A Runner's Ramblings: Volume 4; 19th Edition
479.1 miles raced in 2009
Race: Long Beach Marathon
Place: Long Beach, CA
Miles from home: 703 miles
Weather: 60-70s; cloudy to clear
56 whole days between marathons. A car accident which messes up my shoulder. Fifteen or so extra pounds around my waist. These are not things which I am used to having to deal with. But life really doesn't care much what your plans are.
That said, what this marathon was for me was the first of my new century of marathon running. Number 101. The beginning of getting back into shape. I had told people who asked what I thought I was going to run that I was either going to run a 3:04 or a 3:06. Why? Because I felt I was in shape for that sort of running and I chose those two particular numbers because I have never run a marathon time equal to that. That was good enough reason for me!
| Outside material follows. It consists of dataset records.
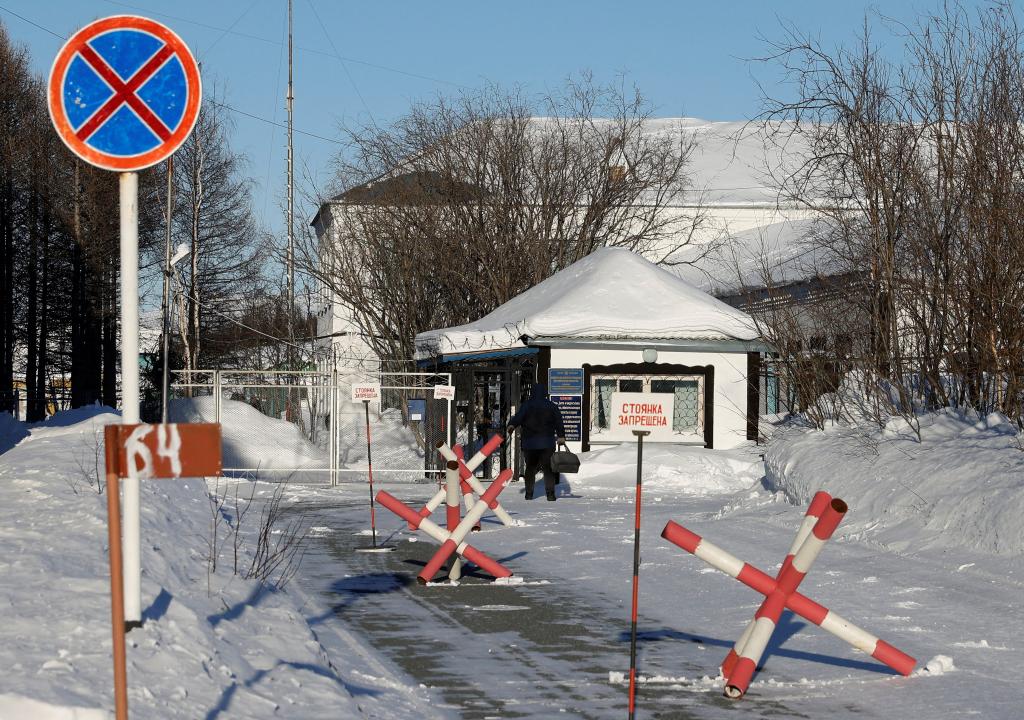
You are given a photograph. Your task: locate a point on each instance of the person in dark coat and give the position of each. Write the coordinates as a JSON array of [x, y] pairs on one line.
[[542, 428]]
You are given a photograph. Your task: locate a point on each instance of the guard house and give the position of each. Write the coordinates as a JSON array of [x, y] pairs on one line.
[[612, 322]]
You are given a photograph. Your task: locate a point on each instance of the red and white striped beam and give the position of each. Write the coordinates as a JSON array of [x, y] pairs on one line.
[[451, 542], [466, 472], [467, 491], [817, 506], [790, 578], [801, 604]]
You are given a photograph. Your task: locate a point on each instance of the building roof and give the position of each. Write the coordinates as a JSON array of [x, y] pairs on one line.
[[611, 294]]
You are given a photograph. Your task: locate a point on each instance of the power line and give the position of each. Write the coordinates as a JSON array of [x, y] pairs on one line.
[[274, 123], [220, 37], [297, 47], [210, 99], [344, 67], [34, 25]]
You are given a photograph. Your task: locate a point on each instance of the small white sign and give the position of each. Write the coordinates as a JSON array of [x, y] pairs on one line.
[[443, 392], [366, 392], [642, 411]]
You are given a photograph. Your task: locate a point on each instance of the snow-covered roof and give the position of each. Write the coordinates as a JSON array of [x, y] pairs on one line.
[[775, 254], [611, 294], [731, 165]]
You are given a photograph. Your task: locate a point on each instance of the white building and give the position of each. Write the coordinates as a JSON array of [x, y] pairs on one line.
[[615, 323], [730, 185]]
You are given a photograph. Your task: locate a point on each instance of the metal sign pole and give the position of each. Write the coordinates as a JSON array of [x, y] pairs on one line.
[[129, 389], [370, 472], [636, 577]]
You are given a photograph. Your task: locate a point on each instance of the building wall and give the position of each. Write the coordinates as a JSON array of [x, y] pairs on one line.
[[729, 390]]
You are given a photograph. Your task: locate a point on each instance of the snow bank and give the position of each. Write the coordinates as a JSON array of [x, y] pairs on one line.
[[251, 439], [687, 470], [962, 485], [219, 648]]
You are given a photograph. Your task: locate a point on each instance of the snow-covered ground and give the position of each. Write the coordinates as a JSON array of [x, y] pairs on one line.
[[230, 648], [929, 557]]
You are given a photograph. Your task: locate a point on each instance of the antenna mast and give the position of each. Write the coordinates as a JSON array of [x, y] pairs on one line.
[[291, 202]]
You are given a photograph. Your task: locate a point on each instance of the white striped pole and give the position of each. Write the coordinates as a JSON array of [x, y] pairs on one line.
[[801, 604], [467, 490], [454, 517], [466, 472], [766, 619], [817, 506]]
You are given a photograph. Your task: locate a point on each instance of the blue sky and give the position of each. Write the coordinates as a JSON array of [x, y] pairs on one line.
[[687, 57]]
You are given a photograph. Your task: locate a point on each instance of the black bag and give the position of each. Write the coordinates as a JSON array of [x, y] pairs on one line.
[[564, 461]]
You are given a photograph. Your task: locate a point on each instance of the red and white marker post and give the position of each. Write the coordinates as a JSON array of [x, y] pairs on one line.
[[799, 603], [640, 434], [143, 452], [150, 92]]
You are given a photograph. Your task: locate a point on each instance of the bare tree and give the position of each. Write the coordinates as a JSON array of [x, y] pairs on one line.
[[914, 167], [467, 201], [213, 216]]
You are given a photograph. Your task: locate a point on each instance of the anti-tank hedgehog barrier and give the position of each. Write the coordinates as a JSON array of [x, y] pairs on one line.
[[452, 542], [794, 600]]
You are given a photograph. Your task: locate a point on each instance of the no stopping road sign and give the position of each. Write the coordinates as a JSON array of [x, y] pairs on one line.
[[124, 92]]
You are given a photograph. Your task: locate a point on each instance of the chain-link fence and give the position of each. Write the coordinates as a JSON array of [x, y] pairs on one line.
[[303, 426]]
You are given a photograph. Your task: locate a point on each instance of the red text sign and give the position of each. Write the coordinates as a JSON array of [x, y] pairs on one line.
[[179, 450]]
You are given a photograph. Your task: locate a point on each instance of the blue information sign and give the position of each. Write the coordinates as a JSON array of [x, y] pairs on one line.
[[571, 410], [565, 381]]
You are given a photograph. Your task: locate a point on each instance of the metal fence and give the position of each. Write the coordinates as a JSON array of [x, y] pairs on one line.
[[302, 425]]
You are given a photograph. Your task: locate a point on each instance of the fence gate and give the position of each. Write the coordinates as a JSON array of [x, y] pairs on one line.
[[302, 426]]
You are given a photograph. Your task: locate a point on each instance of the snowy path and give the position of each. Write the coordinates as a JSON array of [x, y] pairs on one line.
[[556, 645]]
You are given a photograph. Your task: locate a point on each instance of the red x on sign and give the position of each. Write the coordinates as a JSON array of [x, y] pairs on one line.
[[124, 92]]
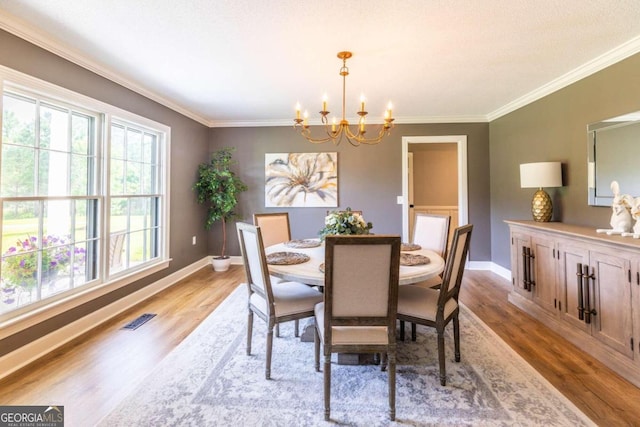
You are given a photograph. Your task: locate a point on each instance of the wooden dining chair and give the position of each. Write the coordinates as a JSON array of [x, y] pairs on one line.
[[274, 303], [431, 231], [437, 307], [358, 314], [274, 226], [275, 229]]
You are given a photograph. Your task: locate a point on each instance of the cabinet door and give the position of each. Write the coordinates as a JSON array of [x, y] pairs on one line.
[[519, 241], [611, 299], [572, 254], [544, 273]]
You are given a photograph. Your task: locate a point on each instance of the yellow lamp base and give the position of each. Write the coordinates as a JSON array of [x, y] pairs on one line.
[[541, 206]]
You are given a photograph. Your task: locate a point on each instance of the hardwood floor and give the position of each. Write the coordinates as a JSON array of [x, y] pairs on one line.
[[93, 373]]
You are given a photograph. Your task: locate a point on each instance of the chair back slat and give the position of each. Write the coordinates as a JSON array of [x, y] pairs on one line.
[[361, 279], [454, 266], [274, 227], [431, 232], [254, 260]]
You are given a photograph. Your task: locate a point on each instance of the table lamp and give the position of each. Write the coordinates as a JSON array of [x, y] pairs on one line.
[[539, 175]]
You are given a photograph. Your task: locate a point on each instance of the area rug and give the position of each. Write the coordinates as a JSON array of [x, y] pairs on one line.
[[208, 380]]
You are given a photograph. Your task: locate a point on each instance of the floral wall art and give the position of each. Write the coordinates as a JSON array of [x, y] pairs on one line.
[[301, 179]]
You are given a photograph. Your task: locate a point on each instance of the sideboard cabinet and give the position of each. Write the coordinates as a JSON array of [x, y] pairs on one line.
[[584, 285]]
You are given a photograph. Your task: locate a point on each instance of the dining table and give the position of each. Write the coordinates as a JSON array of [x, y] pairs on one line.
[[306, 266], [310, 270]]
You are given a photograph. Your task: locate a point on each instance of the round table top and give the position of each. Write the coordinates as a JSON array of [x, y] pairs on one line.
[[310, 274]]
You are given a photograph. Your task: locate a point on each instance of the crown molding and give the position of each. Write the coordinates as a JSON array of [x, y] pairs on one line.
[[601, 62], [317, 122], [46, 41]]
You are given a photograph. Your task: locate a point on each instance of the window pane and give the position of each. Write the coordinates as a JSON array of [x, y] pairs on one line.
[[81, 128], [117, 142], [18, 121], [149, 148], [18, 179], [140, 212], [54, 128], [53, 170], [19, 221], [57, 218], [134, 172], [117, 177], [134, 145], [139, 247], [80, 179], [118, 220]]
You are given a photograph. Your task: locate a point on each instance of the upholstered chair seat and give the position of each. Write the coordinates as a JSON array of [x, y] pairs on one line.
[[437, 307], [273, 303]]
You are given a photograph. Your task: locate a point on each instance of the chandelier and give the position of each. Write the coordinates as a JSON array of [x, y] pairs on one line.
[[336, 131]]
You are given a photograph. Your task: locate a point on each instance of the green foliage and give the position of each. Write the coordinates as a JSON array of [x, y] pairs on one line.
[[344, 222], [20, 262], [218, 187]]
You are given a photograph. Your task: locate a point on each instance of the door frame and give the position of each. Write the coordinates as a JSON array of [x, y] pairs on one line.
[[463, 196]]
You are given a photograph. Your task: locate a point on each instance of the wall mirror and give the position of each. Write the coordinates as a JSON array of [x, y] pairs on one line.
[[613, 155]]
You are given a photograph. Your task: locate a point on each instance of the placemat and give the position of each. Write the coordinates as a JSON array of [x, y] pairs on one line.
[[303, 243], [410, 247], [287, 258], [411, 259]]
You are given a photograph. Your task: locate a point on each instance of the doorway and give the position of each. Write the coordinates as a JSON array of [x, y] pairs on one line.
[[459, 143]]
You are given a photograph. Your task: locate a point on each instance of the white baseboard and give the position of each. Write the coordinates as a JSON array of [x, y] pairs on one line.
[[21, 357], [26, 354], [490, 266]]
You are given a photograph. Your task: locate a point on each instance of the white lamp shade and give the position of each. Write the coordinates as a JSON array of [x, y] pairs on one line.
[[542, 174]]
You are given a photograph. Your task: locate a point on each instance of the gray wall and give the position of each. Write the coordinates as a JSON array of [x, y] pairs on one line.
[[554, 128], [189, 146], [370, 178]]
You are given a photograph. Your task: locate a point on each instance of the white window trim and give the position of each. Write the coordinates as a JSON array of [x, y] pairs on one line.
[[15, 79]]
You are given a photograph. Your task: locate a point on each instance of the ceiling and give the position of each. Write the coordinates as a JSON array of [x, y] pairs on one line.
[[247, 62]]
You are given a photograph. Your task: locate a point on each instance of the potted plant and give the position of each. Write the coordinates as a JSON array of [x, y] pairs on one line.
[[218, 187]]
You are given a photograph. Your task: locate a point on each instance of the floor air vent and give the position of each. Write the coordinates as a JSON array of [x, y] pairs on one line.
[[135, 324]]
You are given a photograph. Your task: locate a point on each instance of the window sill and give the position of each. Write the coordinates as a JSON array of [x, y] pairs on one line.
[[21, 322]]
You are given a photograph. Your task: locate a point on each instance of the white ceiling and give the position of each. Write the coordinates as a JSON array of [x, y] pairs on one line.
[[247, 62]]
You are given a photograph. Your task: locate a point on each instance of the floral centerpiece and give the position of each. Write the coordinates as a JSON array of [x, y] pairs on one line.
[[344, 222], [20, 262]]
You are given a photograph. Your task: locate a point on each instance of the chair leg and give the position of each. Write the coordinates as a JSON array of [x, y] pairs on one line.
[[249, 331], [327, 387], [443, 373], [392, 385], [316, 342], [456, 337], [267, 372]]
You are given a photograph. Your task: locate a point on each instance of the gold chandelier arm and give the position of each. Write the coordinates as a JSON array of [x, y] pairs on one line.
[[306, 132], [337, 131], [358, 139]]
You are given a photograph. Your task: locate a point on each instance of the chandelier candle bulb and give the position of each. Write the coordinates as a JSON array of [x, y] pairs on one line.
[[337, 130]]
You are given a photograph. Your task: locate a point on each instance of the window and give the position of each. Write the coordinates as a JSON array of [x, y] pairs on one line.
[[82, 196]]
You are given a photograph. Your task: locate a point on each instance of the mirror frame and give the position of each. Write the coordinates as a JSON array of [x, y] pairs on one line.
[[601, 195]]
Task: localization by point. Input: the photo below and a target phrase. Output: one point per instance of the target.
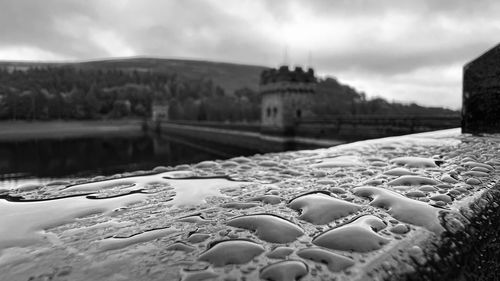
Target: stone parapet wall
(481, 93)
(416, 207)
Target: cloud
(396, 49)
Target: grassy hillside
(229, 76)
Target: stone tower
(286, 98)
(481, 94)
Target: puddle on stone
(280, 252)
(359, 235)
(235, 251)
(22, 223)
(334, 262)
(239, 205)
(198, 237)
(270, 228)
(340, 161)
(412, 180)
(402, 208)
(284, 271)
(194, 219)
(267, 199)
(319, 208)
(399, 172)
(180, 246)
(115, 243)
(189, 191)
(416, 162)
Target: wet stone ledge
(417, 207)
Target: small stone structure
(159, 111)
(481, 93)
(285, 98)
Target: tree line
(68, 92)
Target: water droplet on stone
(267, 199)
(359, 235)
(270, 228)
(199, 275)
(473, 181)
(415, 162)
(239, 205)
(475, 174)
(399, 172)
(402, 208)
(280, 252)
(319, 208)
(412, 180)
(341, 161)
(441, 197)
(334, 262)
(198, 237)
(179, 246)
(400, 229)
(284, 271)
(114, 243)
(235, 251)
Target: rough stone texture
(418, 207)
(481, 94)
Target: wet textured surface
(346, 213)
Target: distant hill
(228, 75)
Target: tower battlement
(285, 74)
(286, 98)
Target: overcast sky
(410, 51)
I was once again one of the featured speakers at the Expo prior to the race and once again got to enjoy speaking to many runners and their families. I always enjoy the fresh outlooks and insights from runners who wish to share their experiences with me. The rest of expo went very well with many others coming to tell me that they had really enjoyed my book and were inspired by it. One guy "blamed" me for his current obsession of running a half marathon every month this year after reading my book in January! I love being blamed for that sort of thing. If I am partially responsible for the slightest improvement in someone else's life, that is a darn good thing.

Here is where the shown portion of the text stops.